Senior Site Reliability Engineer I
Talkdesk
At Talkdesk, we are courageous innovators focused on redefining the customer experience, making the impossible possible for companies globally. We champion an inclusive and diverse culture representative of the communities in which we live and serve. And, we give back to our community by volunteering our time, supporting non-profits, and minimizing our global footprint. Each day, thousands of employees, customers, and partners all over the world trust Talkdesk to deliver a better way to great experiences.
We are recognized as a cloud contact center leader by many of the most influential research organizations, including Gartner and Forrester. With $498 million in total funding, a valuation of more than $10 Billion, and a ranking of #16 on the Forbes Cloud 100 list, now is the time to be part of the Talkdesk legacy to help accelerate our success in a new decade of transformational growth.

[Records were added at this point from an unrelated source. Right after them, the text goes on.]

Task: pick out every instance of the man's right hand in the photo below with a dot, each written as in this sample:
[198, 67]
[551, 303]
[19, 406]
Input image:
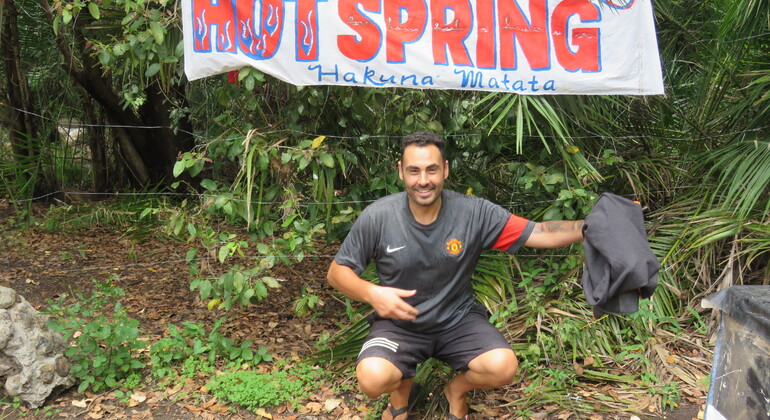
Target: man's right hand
[388, 302]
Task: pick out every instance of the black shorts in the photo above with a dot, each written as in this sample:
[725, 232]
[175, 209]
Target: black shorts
[457, 346]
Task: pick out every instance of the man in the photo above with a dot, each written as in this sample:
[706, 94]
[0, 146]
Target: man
[426, 243]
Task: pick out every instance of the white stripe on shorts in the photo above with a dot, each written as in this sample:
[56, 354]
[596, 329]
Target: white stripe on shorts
[381, 342]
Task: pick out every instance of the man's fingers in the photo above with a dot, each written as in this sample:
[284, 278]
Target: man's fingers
[404, 292]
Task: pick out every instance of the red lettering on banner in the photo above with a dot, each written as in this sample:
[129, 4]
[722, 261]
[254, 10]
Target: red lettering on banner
[586, 40]
[399, 32]
[371, 38]
[207, 17]
[531, 35]
[485, 34]
[506, 35]
[307, 30]
[450, 35]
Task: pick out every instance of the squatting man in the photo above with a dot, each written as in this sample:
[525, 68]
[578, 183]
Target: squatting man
[426, 242]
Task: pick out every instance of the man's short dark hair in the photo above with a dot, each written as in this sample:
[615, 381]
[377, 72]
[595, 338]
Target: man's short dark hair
[422, 139]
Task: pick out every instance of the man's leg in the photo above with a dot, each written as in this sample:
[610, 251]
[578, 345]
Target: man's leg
[378, 376]
[491, 369]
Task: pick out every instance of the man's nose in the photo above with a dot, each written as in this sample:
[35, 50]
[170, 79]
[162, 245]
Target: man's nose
[423, 179]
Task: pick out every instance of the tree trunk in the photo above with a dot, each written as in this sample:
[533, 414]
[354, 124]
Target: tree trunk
[148, 145]
[23, 127]
[96, 136]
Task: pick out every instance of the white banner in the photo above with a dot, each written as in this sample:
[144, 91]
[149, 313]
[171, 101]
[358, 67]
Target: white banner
[531, 47]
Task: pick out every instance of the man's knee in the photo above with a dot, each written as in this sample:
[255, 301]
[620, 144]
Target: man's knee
[377, 376]
[499, 366]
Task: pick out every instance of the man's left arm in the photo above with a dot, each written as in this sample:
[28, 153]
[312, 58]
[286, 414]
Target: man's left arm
[555, 234]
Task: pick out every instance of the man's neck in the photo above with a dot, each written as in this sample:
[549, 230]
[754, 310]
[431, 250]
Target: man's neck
[425, 215]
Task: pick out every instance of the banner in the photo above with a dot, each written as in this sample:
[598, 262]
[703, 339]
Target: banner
[530, 47]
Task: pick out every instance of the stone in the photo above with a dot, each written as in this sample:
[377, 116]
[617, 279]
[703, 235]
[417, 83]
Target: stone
[32, 357]
[7, 297]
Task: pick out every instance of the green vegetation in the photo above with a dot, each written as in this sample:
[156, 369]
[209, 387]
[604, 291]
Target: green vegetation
[261, 174]
[253, 390]
[107, 350]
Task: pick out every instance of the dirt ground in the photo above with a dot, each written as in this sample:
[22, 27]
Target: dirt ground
[43, 266]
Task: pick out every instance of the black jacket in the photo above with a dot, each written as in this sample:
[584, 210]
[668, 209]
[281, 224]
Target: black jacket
[619, 264]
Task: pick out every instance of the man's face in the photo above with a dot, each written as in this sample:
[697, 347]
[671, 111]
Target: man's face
[423, 171]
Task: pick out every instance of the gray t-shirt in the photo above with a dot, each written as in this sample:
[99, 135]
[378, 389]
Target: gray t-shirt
[436, 259]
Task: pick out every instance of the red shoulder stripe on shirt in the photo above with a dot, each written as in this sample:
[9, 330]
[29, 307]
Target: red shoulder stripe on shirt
[513, 229]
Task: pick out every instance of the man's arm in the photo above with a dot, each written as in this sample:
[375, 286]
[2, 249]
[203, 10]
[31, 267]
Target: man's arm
[555, 234]
[386, 301]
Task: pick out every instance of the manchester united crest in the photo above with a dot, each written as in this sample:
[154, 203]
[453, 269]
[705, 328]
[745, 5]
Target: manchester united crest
[454, 246]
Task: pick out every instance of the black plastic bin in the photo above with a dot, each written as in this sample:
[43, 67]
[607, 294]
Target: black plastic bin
[740, 375]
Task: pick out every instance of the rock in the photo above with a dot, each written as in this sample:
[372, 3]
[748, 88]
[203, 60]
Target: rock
[31, 354]
[7, 297]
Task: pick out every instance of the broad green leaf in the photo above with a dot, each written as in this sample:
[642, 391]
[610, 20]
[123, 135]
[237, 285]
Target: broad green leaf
[104, 57]
[152, 70]
[327, 160]
[157, 31]
[179, 167]
[205, 289]
[93, 8]
[317, 142]
[271, 282]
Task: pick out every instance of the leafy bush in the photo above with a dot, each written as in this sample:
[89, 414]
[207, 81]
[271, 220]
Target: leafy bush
[104, 346]
[191, 346]
[255, 390]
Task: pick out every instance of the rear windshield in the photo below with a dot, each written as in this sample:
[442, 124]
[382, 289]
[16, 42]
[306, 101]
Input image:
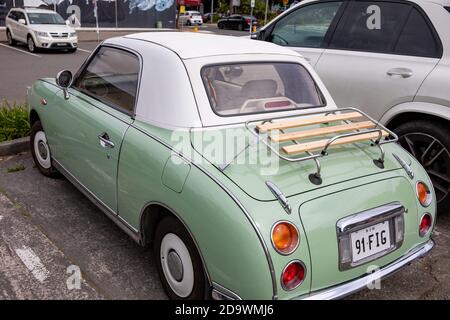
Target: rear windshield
[45, 18]
[237, 89]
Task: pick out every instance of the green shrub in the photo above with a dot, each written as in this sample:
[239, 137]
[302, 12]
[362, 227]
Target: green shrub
[13, 121]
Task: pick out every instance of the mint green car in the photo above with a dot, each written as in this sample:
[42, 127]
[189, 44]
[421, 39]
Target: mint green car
[235, 164]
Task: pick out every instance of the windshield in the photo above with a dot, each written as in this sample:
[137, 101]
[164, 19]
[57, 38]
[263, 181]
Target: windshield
[236, 89]
[45, 18]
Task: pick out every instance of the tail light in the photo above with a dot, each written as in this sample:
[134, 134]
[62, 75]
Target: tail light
[423, 194]
[293, 275]
[285, 237]
[425, 224]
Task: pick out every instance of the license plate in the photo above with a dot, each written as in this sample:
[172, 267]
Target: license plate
[369, 241]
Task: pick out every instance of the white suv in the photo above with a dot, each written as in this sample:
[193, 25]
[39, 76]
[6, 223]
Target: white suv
[388, 58]
[39, 29]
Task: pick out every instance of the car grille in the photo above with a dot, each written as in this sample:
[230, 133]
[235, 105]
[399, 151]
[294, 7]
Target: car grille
[59, 35]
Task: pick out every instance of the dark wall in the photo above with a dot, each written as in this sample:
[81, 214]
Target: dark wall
[130, 14]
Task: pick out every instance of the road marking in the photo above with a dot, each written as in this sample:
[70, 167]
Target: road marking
[84, 50]
[33, 263]
[26, 52]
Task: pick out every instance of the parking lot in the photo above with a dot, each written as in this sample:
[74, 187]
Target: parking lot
[49, 230]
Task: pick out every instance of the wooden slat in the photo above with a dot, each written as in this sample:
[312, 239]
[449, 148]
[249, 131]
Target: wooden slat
[277, 137]
[320, 144]
[307, 121]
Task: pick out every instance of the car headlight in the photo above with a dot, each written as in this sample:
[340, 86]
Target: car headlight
[41, 34]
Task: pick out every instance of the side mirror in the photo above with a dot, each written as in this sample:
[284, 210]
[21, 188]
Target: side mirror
[64, 80]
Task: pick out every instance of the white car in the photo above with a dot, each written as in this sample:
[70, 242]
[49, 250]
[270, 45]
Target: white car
[390, 59]
[39, 29]
[191, 18]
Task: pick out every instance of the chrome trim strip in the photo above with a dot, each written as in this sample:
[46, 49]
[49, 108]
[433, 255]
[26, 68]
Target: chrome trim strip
[282, 199]
[405, 166]
[348, 288]
[230, 295]
[119, 221]
[234, 198]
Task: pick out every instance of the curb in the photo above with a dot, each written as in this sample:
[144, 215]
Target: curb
[14, 146]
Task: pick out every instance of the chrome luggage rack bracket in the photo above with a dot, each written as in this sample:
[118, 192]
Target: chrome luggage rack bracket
[373, 131]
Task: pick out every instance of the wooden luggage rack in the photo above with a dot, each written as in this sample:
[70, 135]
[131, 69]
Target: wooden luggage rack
[352, 125]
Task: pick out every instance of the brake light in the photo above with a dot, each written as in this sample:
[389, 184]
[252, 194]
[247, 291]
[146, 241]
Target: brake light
[285, 237]
[425, 224]
[293, 275]
[423, 194]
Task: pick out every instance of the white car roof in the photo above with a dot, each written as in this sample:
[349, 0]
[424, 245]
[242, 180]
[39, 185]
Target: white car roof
[188, 45]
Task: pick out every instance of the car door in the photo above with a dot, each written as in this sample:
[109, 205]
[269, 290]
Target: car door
[379, 55]
[94, 120]
[307, 28]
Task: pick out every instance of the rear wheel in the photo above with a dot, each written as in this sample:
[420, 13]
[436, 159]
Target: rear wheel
[31, 45]
[429, 142]
[11, 41]
[41, 152]
[179, 264]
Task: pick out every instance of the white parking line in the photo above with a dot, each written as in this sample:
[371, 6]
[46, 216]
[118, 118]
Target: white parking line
[26, 52]
[84, 50]
[33, 263]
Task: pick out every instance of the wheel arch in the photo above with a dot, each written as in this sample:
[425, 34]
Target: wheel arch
[416, 111]
[152, 213]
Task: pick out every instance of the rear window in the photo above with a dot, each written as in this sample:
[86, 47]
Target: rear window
[237, 89]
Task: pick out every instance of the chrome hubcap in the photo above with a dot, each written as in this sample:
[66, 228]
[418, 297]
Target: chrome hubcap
[42, 150]
[434, 157]
[175, 265]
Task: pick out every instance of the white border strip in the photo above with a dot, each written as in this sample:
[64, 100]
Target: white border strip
[25, 52]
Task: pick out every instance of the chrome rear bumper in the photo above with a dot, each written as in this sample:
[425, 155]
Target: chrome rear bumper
[347, 288]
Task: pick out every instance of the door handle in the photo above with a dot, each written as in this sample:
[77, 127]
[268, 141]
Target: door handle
[104, 141]
[402, 72]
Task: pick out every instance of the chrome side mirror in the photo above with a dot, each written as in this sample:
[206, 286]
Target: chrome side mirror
[64, 80]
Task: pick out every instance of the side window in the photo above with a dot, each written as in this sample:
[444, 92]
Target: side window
[371, 26]
[417, 38]
[306, 26]
[111, 76]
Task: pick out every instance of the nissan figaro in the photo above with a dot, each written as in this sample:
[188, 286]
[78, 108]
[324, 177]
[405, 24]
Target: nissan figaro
[236, 165]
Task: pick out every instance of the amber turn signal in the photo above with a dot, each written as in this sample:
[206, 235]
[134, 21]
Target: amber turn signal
[423, 194]
[285, 237]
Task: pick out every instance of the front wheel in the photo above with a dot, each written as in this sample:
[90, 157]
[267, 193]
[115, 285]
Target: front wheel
[178, 261]
[31, 45]
[429, 143]
[41, 152]
[11, 41]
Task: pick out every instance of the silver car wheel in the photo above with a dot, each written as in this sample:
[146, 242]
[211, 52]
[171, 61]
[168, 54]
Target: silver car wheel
[433, 156]
[177, 265]
[41, 150]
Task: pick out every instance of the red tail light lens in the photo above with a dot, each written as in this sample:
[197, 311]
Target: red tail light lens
[293, 275]
[425, 224]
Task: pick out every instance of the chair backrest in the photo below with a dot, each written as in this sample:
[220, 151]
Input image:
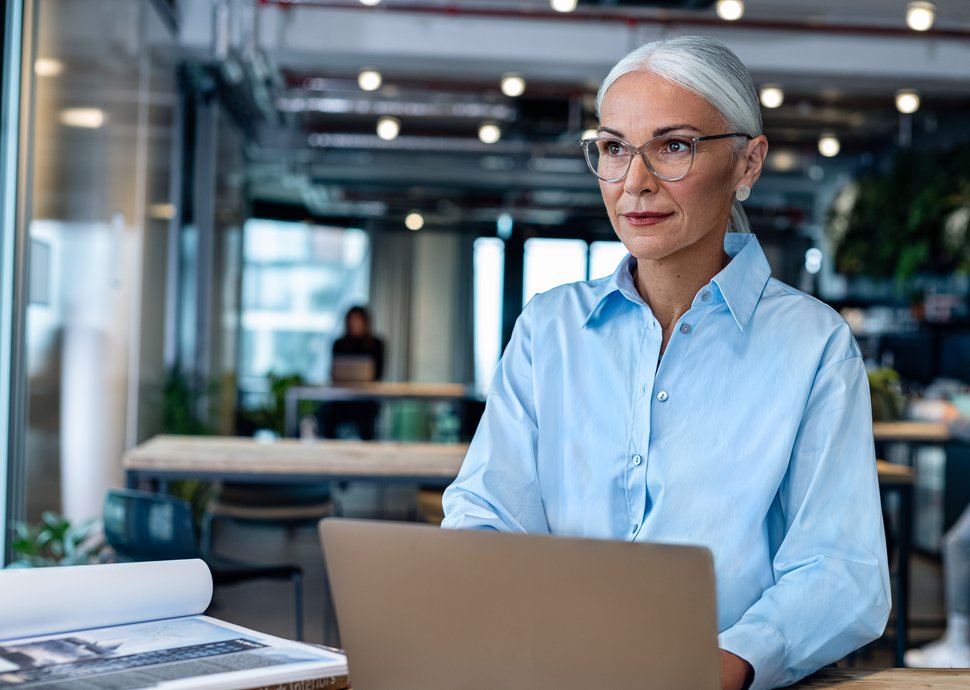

At Talkdesk, we embrace FAST, our fundamental operating principles that define who we are as an organization. These principles drive us to make the impossible possible. FAST: Focus + Accountability + Speed = Talkdesker.
- Focus: Focus time, energy and attention on what is most impactful for the business and thoughtful about how and when to partner with others.
- Accountability: Hold self and others accountable to meet commitments and drive results. Accept responsibility for successes and failures.
- Speed: Execute with agility and urgency. Act promptly, decisively, and without delay. Make good and timely decisions that keep the organization moving forward.
- Talkdesker: YOU!
Our mission is to improve developers’ experience by giving them the tools to manage the entire software lifecycle and to be self-sufficient.
To help with this we are building our own internal PaaS using the latest technologies like Kubernetes, Prometheus, Kotlin and others. This platform is an important pillar in Talkdesk’s engineering effort and helps us deliver better, faster and more reliable solutions for our customers.
Responsibilities:
- Design, build, harden, and maintain key infrastructure parts of our platform (from the lifecycle of the infrastructure to each one of our Kubernetes clusters)
- Support the processes that enable the safe upgrade and update of each component of our compute infrastructure
- Work with GitOps industry-leading tools such as Spacelift and/or Atlantis
- Help automate safe deployment practices by using industry-leading tools such as GitHub Actions, ArgoCD, Argo Rollouts, Helm Charts, etc
- Help automate infrastructure provisioning and other engineering processes by working on automations built on top of an engineering platform written in GitHub Actions
- Coach and up-skill other engineering team members
- Solve challenging technical problems and put your skills to the test every day; see an immediate impact of your work and the value you've created for other engineers
- Automate every aspect of our infrastructure to remove as much human intervention as possible
- Develop effective tooling, alerts, and responses to both identify and address reliability risks
- Drive and promote protocols on production readiness and operational excellence
- Partner with product engineering teams to debug production outages and carry out action items to improve the reliability of those systems
- Advocate for automated testing, continuous integration and delivery, feature toggles, and progressive rollouts
- Plan for the growth of Talkdesk’s infrastructure.
Skills and Qualifications:
- Understand large-scale complex systems from a reliability perspective
- Passion for producing clean, standards-compliant, secure code
- Bringing a developer mindset and applying it to infrastructure
- Know your way around Linux/Unix systems
- Experience with Kubernetes
- Experience with Infrastructure as code tools like Terraform and Ansible
- Experience building software with a programming language such as Java, Kotlin, Scala, or any other JVM-based languages
- Experience writing scripts for automating the execution of certain tasks with a programming language like Ruby, Python, Bash, or any other scripting language
- Experience with at least one relational and non-relational databases (ex.: PostgreSQL, MySQL, MongoDB, Redis, ElasticSearch)
- Ability to identify time-consuming and error-prone manual tasks and then build/leverage tooling to automate them
- Ability to identify root causes of instability in a large-scale distributed system across stacks
Nice to haves / Pluses:
- Experience with cloud-based solutions such as Amazon AWS, Google Cloud, or Microsoft Azure
- Experience with Go programming language
Additional Notes:
This position will follow a hybrid work model.
#LI-Hybrid
Work Environment and Physical Requirements:
Primarily office-environment work, extended periods of sitting or standing, computer-based work. Limited lifting, and equipment usage limited to computer-related equipment (keyboards, mouse, etc.)